Launched the morning of April 12th, 2015, this was a re-flight of NSL-34 only without the Spot Tracker.  The payload/chute mass was 125g.  A 1600g cell was filled with Hydrogen to ~500g lift.  The flight team consisted of Matthew(12) and Paul.  We launched from the same park in Yadkinville NC as NSL-34.
On-board camera images: Testing buoyancy            Tie off                    Launch    

We only made it to 132K feet but it was a pretty flight.  The winds were very calm and the payload spun very slowly (0.25 rpm).
RTP from 132,000 feet                    The moon from that altitude


Post-burst was unusual.  The large mass of the 1600g cell thankfully stayed clear of the simple 38cm square chute.  As it began to fall, the kite string snapped, separating the payload/chute completely from the latex.  Nice !  No tangles to have to deal with.
The payload came down perfectly under this simple chute.  The balloon came down in a separate wad.

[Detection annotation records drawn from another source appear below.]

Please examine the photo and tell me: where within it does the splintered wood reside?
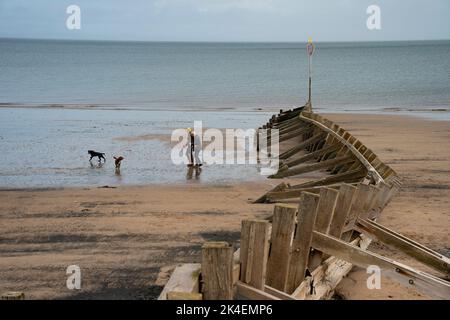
[160,107,450,300]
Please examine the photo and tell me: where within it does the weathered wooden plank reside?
[312,231,450,299]
[357,219,450,276]
[202,242,233,300]
[158,263,201,300]
[269,155,355,179]
[292,237,371,300]
[285,192,319,293]
[279,132,325,159]
[240,220,269,290]
[328,184,357,238]
[284,145,339,168]
[253,182,287,203]
[341,183,373,242]
[264,285,297,300]
[300,112,383,181]
[236,281,281,300]
[167,291,203,300]
[291,169,366,189]
[308,188,339,270]
[279,127,311,142]
[266,205,297,291]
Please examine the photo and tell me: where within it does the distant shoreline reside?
[0,102,450,121]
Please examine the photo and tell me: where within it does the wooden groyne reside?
[159,106,450,300]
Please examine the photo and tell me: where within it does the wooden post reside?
[240,220,269,290]
[202,242,233,300]
[286,192,320,293]
[328,184,357,238]
[308,188,339,271]
[158,263,201,300]
[341,183,372,242]
[266,205,297,291]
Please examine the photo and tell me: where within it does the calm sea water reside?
[0,40,450,188]
[0,40,450,111]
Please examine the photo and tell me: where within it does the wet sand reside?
[0,114,450,299]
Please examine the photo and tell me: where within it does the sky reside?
[0,0,450,42]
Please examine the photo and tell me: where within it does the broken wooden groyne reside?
[159,105,450,300]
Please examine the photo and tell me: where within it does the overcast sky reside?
[0,0,450,41]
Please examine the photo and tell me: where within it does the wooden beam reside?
[308,188,339,270]
[291,169,366,189]
[266,205,297,291]
[202,242,233,300]
[167,291,203,300]
[286,192,319,293]
[312,231,450,300]
[328,184,357,238]
[279,132,325,159]
[300,112,384,181]
[341,183,372,242]
[158,263,200,300]
[264,285,297,300]
[356,219,450,277]
[253,182,287,203]
[278,127,311,142]
[236,281,281,300]
[283,145,339,168]
[269,155,355,179]
[240,220,269,290]
[292,237,371,300]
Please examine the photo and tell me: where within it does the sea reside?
[0,39,450,189]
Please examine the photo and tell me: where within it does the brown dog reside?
[113,156,125,170]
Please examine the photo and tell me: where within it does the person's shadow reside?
[186,166,202,180]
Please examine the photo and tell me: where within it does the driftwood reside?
[160,108,450,300]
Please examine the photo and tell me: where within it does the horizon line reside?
[0,36,450,44]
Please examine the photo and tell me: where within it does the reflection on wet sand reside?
[186,166,202,180]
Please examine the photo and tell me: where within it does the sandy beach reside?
[0,114,450,299]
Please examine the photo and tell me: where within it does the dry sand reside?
[0,114,450,299]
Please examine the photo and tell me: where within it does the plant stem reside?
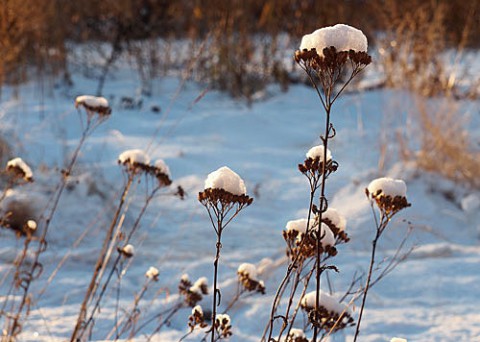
[353,228,381,342]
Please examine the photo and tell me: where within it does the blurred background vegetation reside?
[0,0,480,99]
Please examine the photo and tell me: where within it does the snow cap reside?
[322,207,347,232]
[205,166,247,196]
[300,24,368,55]
[301,291,352,315]
[118,149,150,165]
[367,177,407,198]
[306,145,332,162]
[145,266,160,279]
[75,95,109,108]
[7,157,33,180]
[237,262,257,281]
[154,159,170,177]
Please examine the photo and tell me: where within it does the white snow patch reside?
[367,177,407,197]
[205,166,247,195]
[306,145,332,162]
[118,149,150,165]
[75,95,109,108]
[300,24,368,55]
[302,291,351,315]
[7,157,33,179]
[237,262,257,280]
[154,159,170,177]
[322,208,347,232]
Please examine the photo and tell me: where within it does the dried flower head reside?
[298,145,338,177]
[178,274,208,307]
[283,219,337,260]
[215,314,232,339]
[237,263,265,294]
[188,305,208,331]
[75,95,112,116]
[285,328,308,342]
[118,149,150,174]
[6,157,33,182]
[145,266,160,281]
[198,166,253,207]
[365,177,411,217]
[300,291,353,331]
[118,244,135,258]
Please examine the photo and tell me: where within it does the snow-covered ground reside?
[0,58,480,341]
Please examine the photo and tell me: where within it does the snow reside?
[122,244,135,256]
[0,46,480,342]
[205,166,247,195]
[300,24,368,55]
[322,207,347,232]
[118,149,150,165]
[75,95,109,108]
[7,157,33,180]
[154,159,170,177]
[145,266,160,279]
[237,262,257,281]
[367,177,407,198]
[285,219,335,247]
[306,145,332,162]
[302,291,352,315]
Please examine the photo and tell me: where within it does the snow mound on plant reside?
[302,291,351,315]
[118,149,150,165]
[300,24,368,55]
[306,145,332,161]
[367,177,407,197]
[7,157,33,179]
[205,166,247,195]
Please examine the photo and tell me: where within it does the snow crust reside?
[75,95,109,108]
[237,262,257,280]
[300,24,368,55]
[302,291,351,315]
[122,244,135,255]
[286,219,335,247]
[306,145,332,162]
[205,166,247,195]
[118,149,150,165]
[322,208,347,232]
[367,177,407,197]
[154,159,170,177]
[145,266,160,279]
[7,157,33,179]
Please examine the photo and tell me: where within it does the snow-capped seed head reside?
[300,291,353,331]
[237,263,257,280]
[75,95,112,115]
[118,149,150,166]
[365,177,410,216]
[215,314,230,326]
[6,157,33,182]
[192,305,203,316]
[287,328,308,342]
[367,177,407,198]
[120,244,135,258]
[306,145,332,162]
[198,166,253,206]
[205,166,247,196]
[145,266,160,280]
[300,24,368,55]
[153,159,170,177]
[26,220,37,232]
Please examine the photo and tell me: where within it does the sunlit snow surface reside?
[0,62,480,341]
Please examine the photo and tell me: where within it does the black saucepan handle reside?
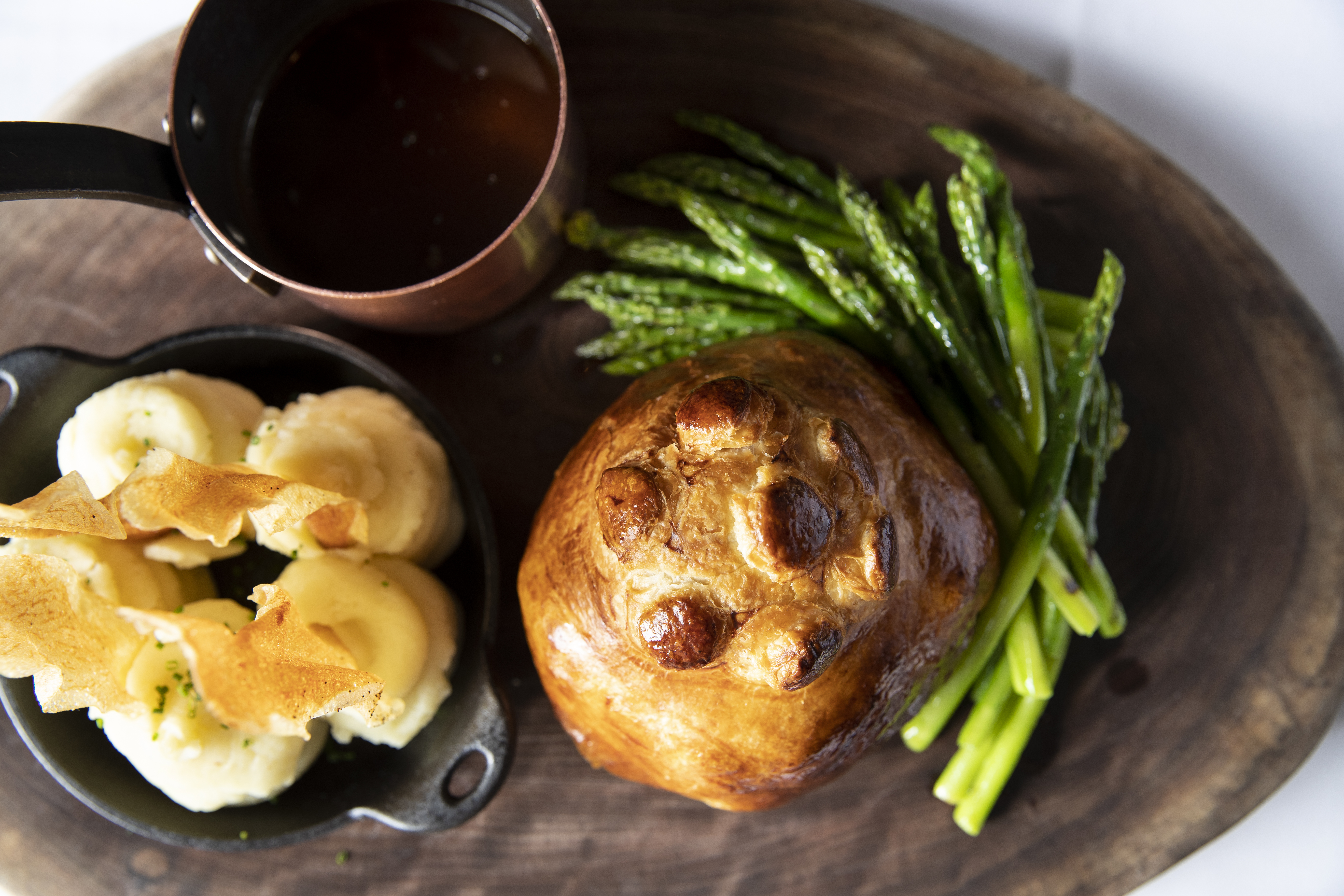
[0,121,280,295]
[0,121,191,215]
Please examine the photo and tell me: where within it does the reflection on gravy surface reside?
[247,0,559,292]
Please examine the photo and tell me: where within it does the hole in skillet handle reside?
[0,371,15,419]
[444,747,489,803]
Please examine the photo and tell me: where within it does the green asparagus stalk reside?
[903,248,1124,752]
[574,325,714,360]
[573,293,797,333]
[554,271,802,318]
[1046,318,1074,367]
[1036,289,1087,332]
[640,153,849,234]
[610,172,867,258]
[837,169,1036,477]
[1004,601,1054,700]
[566,208,844,322]
[933,653,1017,806]
[1036,551,1101,638]
[957,652,1016,747]
[929,125,1005,195]
[882,180,978,349]
[882,180,1015,430]
[997,219,1050,453]
[948,173,1012,376]
[681,192,882,355]
[675,109,840,206]
[1055,501,1126,638]
[676,109,840,206]
[952,591,1070,837]
[798,239,1098,635]
[1068,367,1129,544]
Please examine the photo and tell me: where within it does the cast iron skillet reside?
[0,325,515,850]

It was headed for a large, open field...  But in true NCnearspace fashion, it stuck in a tall tree mere feet from the field.  
Recovery would have been difficult if it were not for the excellent aim by our honorary recovery crew member, Mr. May.  A few shotgun pellets coaxed the parachute off of a branch without any harmful effects to the payload.

Flight visualization.  Projected flight (Yellow) and actual (Blue).

Ascent and descent rates showing some nice undulating gravity waves and the pre-burst dip in ascent as the balloon resists further stretching.

Due to the limited insulation and long flight, the battery voltage dropped just below the minimum required camera voltage upon descent.  So we didn't get video of the actual landing.  Notice the voltage tick back up after the camera load goes offline at 12:40.
Further tests are needed on the on-board temperature sensor -- it apparently doesn't like reporting below freezing.

APRS reception plots courtesy of Ray KC4VTX.  These show the reporting stations for the telemetry packets during the flight. Although our transmitter was only about 1W, it was easily received hundreds of miles away because of the high altitude.